What Do These Models Mean?

Remember, our goal in this research project is to improve financial risk modeling using machine learning + techniques.

To do this, we generated multiple machine learning models which predicted mortgage default. By generating multiple models which use different techniques and processes, we can compare (and visualize!) what works and what doesn't.

We will define and explore these models below.

Psst! If you want to skip straight to results, check out our Results tab!

General Model Decisions:

AKA: What is consistent for all models that we implemented?

Model Architecture: Thanks to domain research and a suggestion from our mentor, we chose to exclusively build all our machine learning model instances using a library called XGBoost. XGBoost excels1 at synthesizing and modeling dense tabular timeseries data (which is the data we are using).

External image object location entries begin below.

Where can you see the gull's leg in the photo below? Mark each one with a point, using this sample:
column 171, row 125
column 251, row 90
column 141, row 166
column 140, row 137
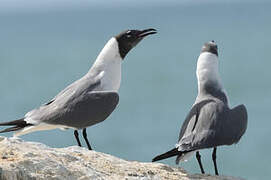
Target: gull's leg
column 214, row 160
column 86, row 139
column 199, row 161
column 77, row 138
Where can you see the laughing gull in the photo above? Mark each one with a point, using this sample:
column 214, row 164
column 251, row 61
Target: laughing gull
column 89, row 100
column 210, row 122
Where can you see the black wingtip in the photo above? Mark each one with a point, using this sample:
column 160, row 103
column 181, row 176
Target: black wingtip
column 17, row 125
column 171, row 153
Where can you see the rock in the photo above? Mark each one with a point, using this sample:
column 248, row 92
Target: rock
column 21, row 160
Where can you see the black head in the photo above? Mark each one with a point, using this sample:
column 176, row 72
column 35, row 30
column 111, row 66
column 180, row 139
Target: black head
column 130, row 38
column 210, row 47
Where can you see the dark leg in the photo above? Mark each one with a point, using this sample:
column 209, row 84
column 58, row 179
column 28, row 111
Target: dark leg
column 77, row 138
column 199, row 161
column 214, row 160
column 86, row 139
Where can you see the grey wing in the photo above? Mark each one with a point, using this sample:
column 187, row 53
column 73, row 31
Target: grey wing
column 238, row 121
column 86, row 110
column 208, row 130
column 53, row 109
column 216, row 125
column 191, row 119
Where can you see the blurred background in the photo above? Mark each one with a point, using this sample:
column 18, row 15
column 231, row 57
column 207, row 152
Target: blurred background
column 46, row 45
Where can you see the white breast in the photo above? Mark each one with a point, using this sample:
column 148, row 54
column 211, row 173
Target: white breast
column 207, row 70
column 108, row 65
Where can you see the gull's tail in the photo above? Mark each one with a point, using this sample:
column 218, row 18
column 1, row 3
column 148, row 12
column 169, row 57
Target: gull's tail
column 16, row 125
column 171, row 153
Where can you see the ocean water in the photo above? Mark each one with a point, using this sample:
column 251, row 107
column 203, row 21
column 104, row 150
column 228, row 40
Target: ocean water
column 41, row 52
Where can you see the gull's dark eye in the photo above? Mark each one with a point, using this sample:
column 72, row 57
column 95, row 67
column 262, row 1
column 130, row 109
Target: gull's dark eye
column 128, row 34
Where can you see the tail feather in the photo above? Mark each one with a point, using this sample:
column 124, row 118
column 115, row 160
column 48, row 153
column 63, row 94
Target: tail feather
column 171, row 153
column 17, row 125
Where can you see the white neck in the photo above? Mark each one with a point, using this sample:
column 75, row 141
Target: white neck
column 207, row 71
column 107, row 66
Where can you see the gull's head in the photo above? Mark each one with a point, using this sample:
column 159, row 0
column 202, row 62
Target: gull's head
column 130, row 38
column 210, row 47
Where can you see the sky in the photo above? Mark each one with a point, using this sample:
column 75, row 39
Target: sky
column 37, row 5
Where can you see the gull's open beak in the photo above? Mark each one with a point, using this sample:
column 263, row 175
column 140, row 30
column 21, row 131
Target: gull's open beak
column 147, row 32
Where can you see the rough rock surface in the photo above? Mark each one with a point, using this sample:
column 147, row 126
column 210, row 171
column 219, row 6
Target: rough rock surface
column 21, row 160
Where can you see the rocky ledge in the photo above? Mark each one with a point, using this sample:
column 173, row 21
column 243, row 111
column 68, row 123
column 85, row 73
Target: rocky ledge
column 21, row 160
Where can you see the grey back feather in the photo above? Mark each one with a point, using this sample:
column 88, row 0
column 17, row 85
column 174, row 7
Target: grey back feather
column 212, row 124
column 79, row 105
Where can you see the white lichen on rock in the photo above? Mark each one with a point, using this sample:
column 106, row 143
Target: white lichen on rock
column 21, row 160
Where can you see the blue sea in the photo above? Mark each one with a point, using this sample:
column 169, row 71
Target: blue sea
column 41, row 52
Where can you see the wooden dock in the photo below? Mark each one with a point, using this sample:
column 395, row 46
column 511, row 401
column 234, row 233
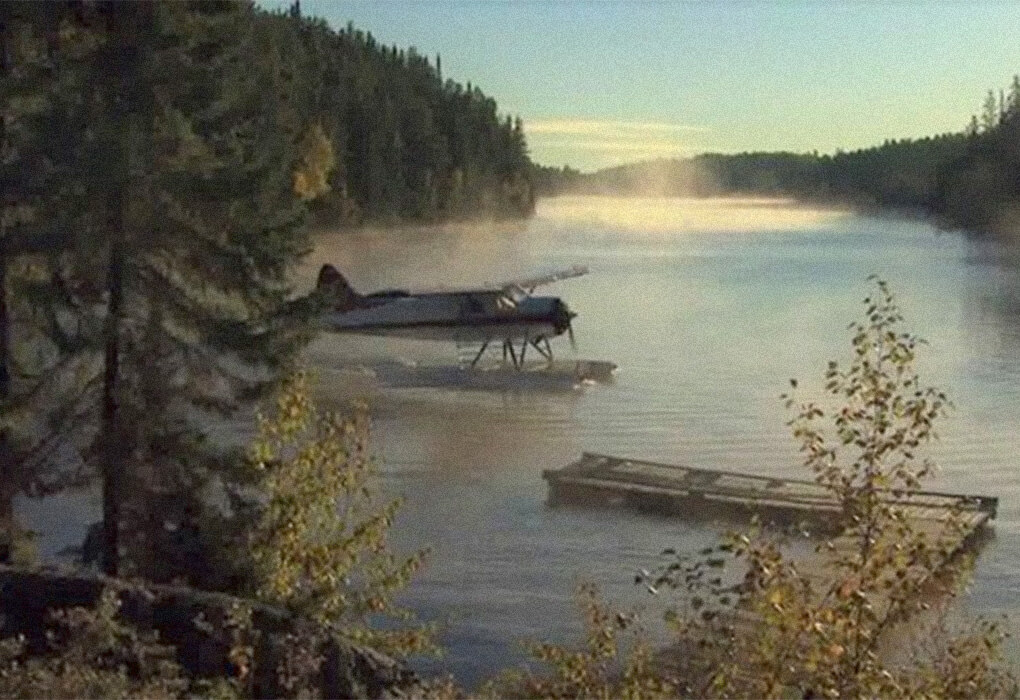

Language: We worked in Python2 as we were most familiar with the language.

Environment: To ensure we were all working on the same OS, we ran and hosted our code on UCSD's DSMLP. You can find out more about how we used DSMLP here. We also used Docker Images3 to standardize our OS.


1. ["XGboost for Timeseries Forecasting", Analytics Vidha]
2. [Python.org]
3. [Docker Docs]

Specific Model Architecture

Now let's dive into the specific models we are testing.


The Baseline Model

We wanted this to represent how banks currently predict mortgage defaults using credit score. For simplicity's sake, we assume the bank only uses credit score as its single input.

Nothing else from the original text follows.